Het is ook totaal ridicuul uw opvoeding op ‘verboden’ te baseren: laat een kind, een kind zijn, alstublieft. Het plezantste is overigens om te zien hoe kinderen voor alles achterpoortjes vinden en gebruiken. Want eigenlijk is beleefdheid (en opvoeding) een beetje zoals racen: iedereen kan het gas open draaien op de rechte stukken, maar de echte race wordt gereden in de bochten.

hoezo genoeg?

De kids, tsja. Ik ben de eerste om tegen de verengelsing op te treden (een professionele afkeer), en meteen ook de eerste om zelf toch Engelstalige computertermen te gebruiken.

Maar wat dan met ouders die elkaar aanspreken als ‘mama’ en ‘papa’, en hun kinderen als ‘broer’ en ‘zus’? En dan heb ik het niet over “vraag het eens aan uw mama”, of “help uw zus met haar schoenen”, maar wel over pakweg de aansprekingen zoals in de volgende conversatie:

– Zeg, mama, gaan we zus meenemen om boodschappen?

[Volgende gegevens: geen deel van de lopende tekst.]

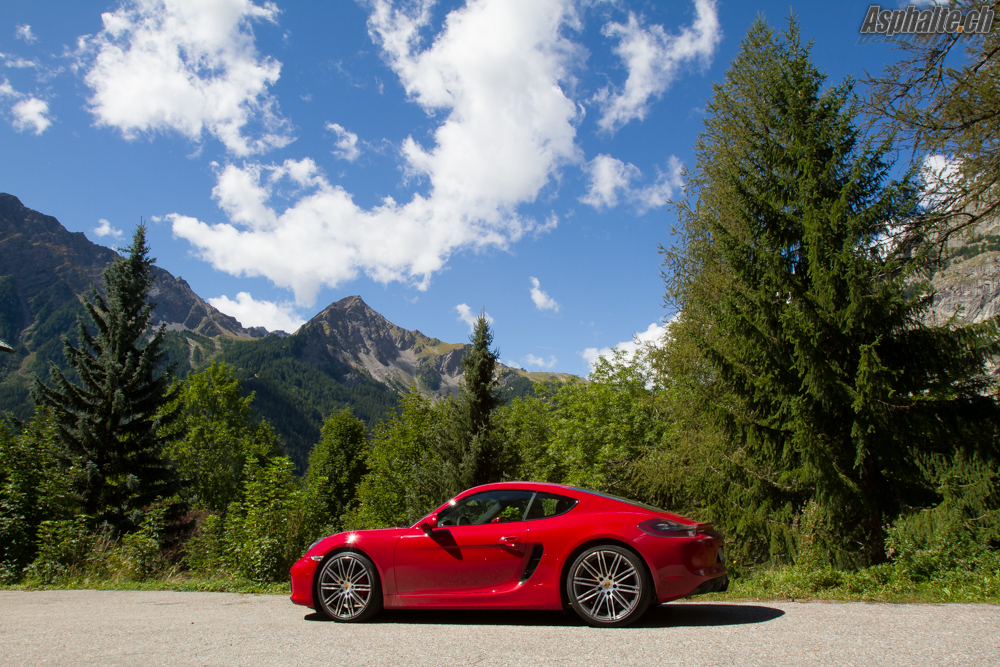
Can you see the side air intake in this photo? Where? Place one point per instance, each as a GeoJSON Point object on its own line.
{"type": "Point", "coordinates": [536, 556]}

“Tuurlijk papa, dan kan broer op de hond letten.”

Aaarrrgghhh. Uw vrouw is niet uw moeder (tenzij uw naam Oedipus is), uw dochter niet uw zuster (alweer, tenzij uw naam Oedipus is); en –u raadt het al– hetzelfde geldt voor ‘papa’ en ‘broer’, al zal u dan waarschijnlijk Electra heten.

Henri is mijn zoon, en ik spreek hem dan ook aan als ‘zoon’, of ‘Henri’ of met een troetelnaampje. En als hij flink geweest is, dan zeg ik tegen zijn moeder dat mijn zoon weer goed zijn best gedaan heeft. Als hij –vanzelfsprekend geheel uitzonderlijk– een beetje een ettertje is, dan moet ze dringend haar zoon onder controle krijgen. Als hij een medisch probleem heeft, dan zeg ik hem: “vraag dat aan uw mama”. Maar nooit zal ik Tessa zelf als ‘mama’ aanspreken.

Het is een tamelijk wijdverbreid gebruik, maar toch. Ik heb een moeder, het is een fantastische vrouw, maar ik zou mij niet op mijn gemak voelen in bed met een vrouw die ik als ‘mama’ aanspreek.

de andere kant

De laatste tijd veel mensen over de vloer gekregen –straks denk ik nog dat ik populair word ook. Gisteren kwam Frederik langs om zijn vers gekochte tweedehands Nikkor DX Fisheye 10.5mm f/2.8G fisheye lens af te halen.

De snoodaard heeft er maar meteen een foto van ‘de andere kant’ van mijn bureau mee genomen:

Brussels Jazz Orchestra (iii)

Dan maakt hij mij zot met zijn AFS DX 12-24 f/4G lens (gelukkig niet lichtsterk genoeg voor mij), en —to top it all off— kreeg hij nog een tekening van Henri op de koop toe.

Tsss. Er zijn grenzen aan gastvrijheid. (’t Is gelijk Michel die hier zomaar wireless bandbreedte van de buren kwam afsnoepen.)